Wright’s first start wasn’t of the spot or emergency variety; those 4 2/3 frames had been some time in the making. Wright auditioned as a starter in the Dominican Winter League last offseason, recording a 4.29 ERA in eight starts and 35 2/3 innings. He showcased excellent strikeout stuff, ringing up 40 batters, but had trouble finding the plate, handing out 22 free passes. Wright has made 13 starts for Triple-A Round Rock in the Pacific Coast League this season, but little about his performance suggests much likelihood of sustained big-league success; Wright posted a 4.18 ERA on the farm, with subpar peripherals that added up to a 5.04 FIP and a translated 5.41 ERALF. He’s also already exceeded his previous single-season high in innings pitched.

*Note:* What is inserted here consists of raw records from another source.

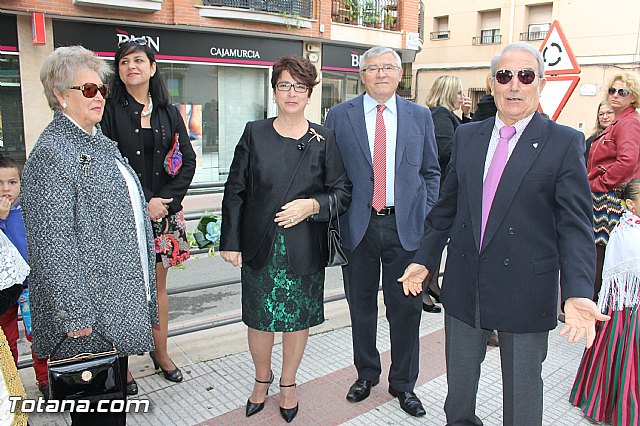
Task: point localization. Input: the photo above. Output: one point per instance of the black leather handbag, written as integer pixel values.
(94, 377)
(336, 253)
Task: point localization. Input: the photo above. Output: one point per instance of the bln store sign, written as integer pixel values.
(176, 45)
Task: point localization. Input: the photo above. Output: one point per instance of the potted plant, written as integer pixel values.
(353, 11)
(390, 22)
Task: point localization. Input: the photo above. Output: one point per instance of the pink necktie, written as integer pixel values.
(379, 162)
(498, 162)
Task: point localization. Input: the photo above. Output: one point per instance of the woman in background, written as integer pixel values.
(445, 97)
(151, 134)
(275, 210)
(614, 158)
(603, 119)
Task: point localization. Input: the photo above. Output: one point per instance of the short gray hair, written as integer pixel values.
(377, 51)
(525, 47)
(60, 67)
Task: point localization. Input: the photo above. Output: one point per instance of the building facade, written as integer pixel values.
(462, 37)
(215, 56)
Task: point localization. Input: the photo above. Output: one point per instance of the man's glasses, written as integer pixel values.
(285, 86)
(90, 90)
(373, 70)
(142, 41)
(623, 93)
(525, 76)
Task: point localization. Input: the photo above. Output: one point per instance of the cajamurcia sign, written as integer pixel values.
(222, 52)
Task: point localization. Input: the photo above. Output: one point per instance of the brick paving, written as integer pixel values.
(215, 391)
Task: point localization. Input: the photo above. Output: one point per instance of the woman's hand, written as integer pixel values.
(157, 208)
(296, 211)
(232, 257)
(79, 333)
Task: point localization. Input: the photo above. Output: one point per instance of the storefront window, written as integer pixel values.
(11, 125)
(337, 88)
(216, 103)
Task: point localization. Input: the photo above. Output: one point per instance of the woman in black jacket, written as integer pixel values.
(444, 97)
(275, 211)
(151, 135)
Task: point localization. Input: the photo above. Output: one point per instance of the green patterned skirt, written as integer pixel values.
(274, 298)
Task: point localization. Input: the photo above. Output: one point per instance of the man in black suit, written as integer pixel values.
(517, 208)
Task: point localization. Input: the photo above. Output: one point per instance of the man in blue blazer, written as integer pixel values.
(389, 151)
(517, 209)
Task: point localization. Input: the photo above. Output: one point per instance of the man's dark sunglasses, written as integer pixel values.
(142, 41)
(525, 76)
(90, 90)
(623, 93)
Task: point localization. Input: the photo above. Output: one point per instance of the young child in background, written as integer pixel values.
(12, 224)
(607, 383)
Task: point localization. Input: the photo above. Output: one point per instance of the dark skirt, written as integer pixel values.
(606, 214)
(274, 298)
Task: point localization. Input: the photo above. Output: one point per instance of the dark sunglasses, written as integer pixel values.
(90, 90)
(525, 76)
(623, 93)
(142, 41)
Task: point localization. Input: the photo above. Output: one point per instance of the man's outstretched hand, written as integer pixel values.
(580, 319)
(413, 278)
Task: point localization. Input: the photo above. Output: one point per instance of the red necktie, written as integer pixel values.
(498, 163)
(379, 162)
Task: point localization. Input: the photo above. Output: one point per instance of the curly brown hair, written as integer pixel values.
(301, 69)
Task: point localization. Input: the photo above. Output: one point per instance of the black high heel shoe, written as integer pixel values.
(288, 414)
(256, 407)
(172, 376)
(433, 294)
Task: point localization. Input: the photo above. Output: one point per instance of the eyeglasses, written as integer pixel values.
(285, 86)
(623, 93)
(525, 76)
(90, 90)
(142, 41)
(373, 70)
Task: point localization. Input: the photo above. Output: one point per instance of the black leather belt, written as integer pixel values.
(384, 212)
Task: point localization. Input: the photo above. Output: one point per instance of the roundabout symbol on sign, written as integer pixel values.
(558, 55)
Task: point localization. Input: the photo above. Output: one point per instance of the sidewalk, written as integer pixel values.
(219, 377)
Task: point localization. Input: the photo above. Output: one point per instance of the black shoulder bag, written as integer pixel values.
(95, 377)
(336, 253)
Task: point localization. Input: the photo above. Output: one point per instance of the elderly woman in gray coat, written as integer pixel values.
(89, 236)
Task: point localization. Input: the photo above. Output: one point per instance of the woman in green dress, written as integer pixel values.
(274, 225)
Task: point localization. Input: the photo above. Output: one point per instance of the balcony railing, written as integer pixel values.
(532, 36)
(488, 39)
(303, 8)
(366, 13)
(440, 35)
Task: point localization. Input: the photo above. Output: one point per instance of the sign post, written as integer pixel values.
(561, 71)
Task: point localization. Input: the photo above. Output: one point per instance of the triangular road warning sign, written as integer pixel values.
(557, 54)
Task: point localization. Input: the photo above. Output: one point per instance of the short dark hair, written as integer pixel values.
(157, 86)
(9, 163)
(300, 68)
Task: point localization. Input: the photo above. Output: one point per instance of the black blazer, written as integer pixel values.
(539, 227)
(255, 192)
(121, 123)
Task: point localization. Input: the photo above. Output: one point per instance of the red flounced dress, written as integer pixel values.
(607, 383)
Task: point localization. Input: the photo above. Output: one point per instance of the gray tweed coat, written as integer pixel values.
(83, 247)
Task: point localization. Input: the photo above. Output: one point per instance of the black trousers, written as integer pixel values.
(381, 247)
(104, 419)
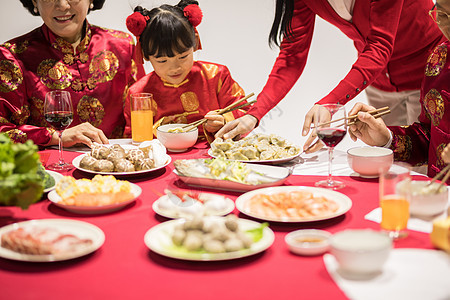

If Wright does manage to make his change in job description stick, we’ll have the privilege of watching something exceedingly rare. What Wright and the Astros are attempting to do simply hasn’t been tried—at all, let alone successfully—very frequently in the 50+ seasons that compose our database (and which conveniently encompass essentially the entire rise of relievers in the modern game). From 1954-2009, here are all the pitchers who spent their first two seasons in the bigs (with the listing for year one aggregating any action they saw before losing their rookie eligibility) exclusively in the bullpen, and then went on to make at least half of their appearances in year three in the rotation (minimum of 20 innings in each season):
If Wright manages to make at least four more starts this season after tonight’s against the Cubs (without again appearing in relief), he’ll earn admission to this exclusive club, though whether these are footsteps in which he should wish to follow is up for debate. Wright differs from most of these men in at least one important way: he had very little minor league starting experience before toeing the rubber at the beginning of an MLB game.
Wright made only 23 minor league starts before taking the mound against the Cubs last week; among the other six late-blooming starters listed above, only Scott Feldman made fewer prior to his MLB starting debut. 13 of Wright’s 23 minor league starts came this season, and half of his previous 10 came as an 18-year-old in rookie ball.
But those are only the slow-to-start starters who made their moves in their third seasons; we’re excluding those who switched occupations further down the road. Let’s take a look at the top 10 men who went on to gain the most major-league starting experience after starting out with two seasons devoid of any:
Wright’s relative lack of minor league seasoning as a starter (in this group, only Braden Looper earned less before embarking upon his own conversion experience) qualifies him as a rarity among rarities, but he also stands out in another sense. Wright wasn’t just a reliever; he was a situational lefty who averaged a mere .90 IP/G before making his first major league start. Every pitcher on the list above threw upwards of one inning pitched per game in his first two seasons relieving in the majors. The highest career start total of any hurler who didn’t make a single start in his first two seasons of extended action in the majors belongs to Ed Vande Berg, with a whopping 17. With only 16 more starts after tonight’s, Wright could make unremarkable history.
It seems safe to say that the considerations against converting Wright outnumber the factors in favor, but the potential payoff should his metamorphosis exceed expectations probably justifies the risk, especially in light of the fact that the Astros aren’t going anywhere this season regardless of his role. In the short term, the Astros need bullpen help even more than a rotation restocking, but they can’t go too far wrong in seeing whether Wright has more to offer before consigning him to a short-relief role for the rest of his time in Texas.